You state: “Since women are the main victims of domestic assault, although a small proportion of men are also subjected to assault, there is an onus on the administration to listen to what they have to say”.
The theory that domestic violence consists wholly or predominantly of men abusing women has been totally discredited.
Every piece of research into the experiences of men and women as both victims and perpetrators of domestic violence has come to the same conclusion — that men and women are victims and perpetrators in roughly equal numbers.
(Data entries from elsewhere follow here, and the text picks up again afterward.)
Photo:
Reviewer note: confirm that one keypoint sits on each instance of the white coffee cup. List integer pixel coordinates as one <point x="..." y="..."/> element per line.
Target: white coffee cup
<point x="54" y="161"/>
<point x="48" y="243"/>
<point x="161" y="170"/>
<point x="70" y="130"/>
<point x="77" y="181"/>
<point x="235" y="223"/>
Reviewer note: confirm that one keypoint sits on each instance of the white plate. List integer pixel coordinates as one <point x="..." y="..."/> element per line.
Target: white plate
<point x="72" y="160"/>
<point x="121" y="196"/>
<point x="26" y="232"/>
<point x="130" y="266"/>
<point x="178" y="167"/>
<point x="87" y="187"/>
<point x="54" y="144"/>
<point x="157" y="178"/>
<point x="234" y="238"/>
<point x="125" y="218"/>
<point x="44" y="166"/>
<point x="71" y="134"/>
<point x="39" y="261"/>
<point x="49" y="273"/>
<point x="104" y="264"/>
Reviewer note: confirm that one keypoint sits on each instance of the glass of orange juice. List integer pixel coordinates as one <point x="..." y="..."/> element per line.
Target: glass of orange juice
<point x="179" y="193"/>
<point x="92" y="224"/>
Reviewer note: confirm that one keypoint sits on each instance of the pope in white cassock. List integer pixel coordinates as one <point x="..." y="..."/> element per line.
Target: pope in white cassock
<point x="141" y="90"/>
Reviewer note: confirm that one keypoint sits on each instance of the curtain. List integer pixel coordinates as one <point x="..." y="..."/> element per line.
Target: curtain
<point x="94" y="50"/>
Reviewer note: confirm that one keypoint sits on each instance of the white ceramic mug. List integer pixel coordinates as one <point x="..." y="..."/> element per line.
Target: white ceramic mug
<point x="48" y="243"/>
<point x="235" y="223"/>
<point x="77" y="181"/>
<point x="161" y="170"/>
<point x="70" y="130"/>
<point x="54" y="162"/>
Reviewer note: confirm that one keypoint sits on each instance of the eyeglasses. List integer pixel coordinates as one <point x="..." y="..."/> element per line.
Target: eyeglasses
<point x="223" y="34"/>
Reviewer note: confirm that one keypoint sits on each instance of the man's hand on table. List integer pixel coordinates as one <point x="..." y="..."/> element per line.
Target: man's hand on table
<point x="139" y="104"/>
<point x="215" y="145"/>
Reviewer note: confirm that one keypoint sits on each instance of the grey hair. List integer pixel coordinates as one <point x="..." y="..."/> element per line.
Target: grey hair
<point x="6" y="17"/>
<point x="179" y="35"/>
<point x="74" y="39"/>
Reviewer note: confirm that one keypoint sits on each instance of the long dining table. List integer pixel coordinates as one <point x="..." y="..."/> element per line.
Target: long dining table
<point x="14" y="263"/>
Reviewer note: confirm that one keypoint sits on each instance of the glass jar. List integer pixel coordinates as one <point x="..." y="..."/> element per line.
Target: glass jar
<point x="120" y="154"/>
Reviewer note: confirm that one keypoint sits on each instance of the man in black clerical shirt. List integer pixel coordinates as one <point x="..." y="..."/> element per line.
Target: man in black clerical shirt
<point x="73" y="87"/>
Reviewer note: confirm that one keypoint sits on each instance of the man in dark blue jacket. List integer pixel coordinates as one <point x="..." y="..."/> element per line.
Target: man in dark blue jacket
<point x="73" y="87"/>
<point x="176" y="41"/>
The research includes work carried out by the National Crime Council (NCC), in association with the ESRI, which found the following in relation to gender prevalence:
15% of women and 6% of men suffer severe domestic abuse
29% of women and 26% of men suffer domestic abuse when all types of abuse are combined
13% of women and 13% of men suffer physical abuse
29% of women, but only 5% of men, report to the gardaí.
According to the Departments of Health and Justice, which have responsibilities in this area, the NCC study is the definitive piece of research on domestic violence in this country.
As regards supports for victims, the Government provides in excess of €20 million for services for female victims and approximately 0.75% of this amount for services for male victims.
This is sexist inequality that is indefensible and inexplicable on any grounds other than moral and political cowardice. It is also a fact that representatives of male victims are excluded from existing State-funded bodies dealing with domestic violence.
While we haven’t been given any information on the new body proposed by the Government, we note that it was announced as part of their Strategy on Women and the statements from women’s groups mentioned in your report equate domestic violence with violence against women. Perhaps the continued exclusion of representatives of male victims is the real agenda of these groups.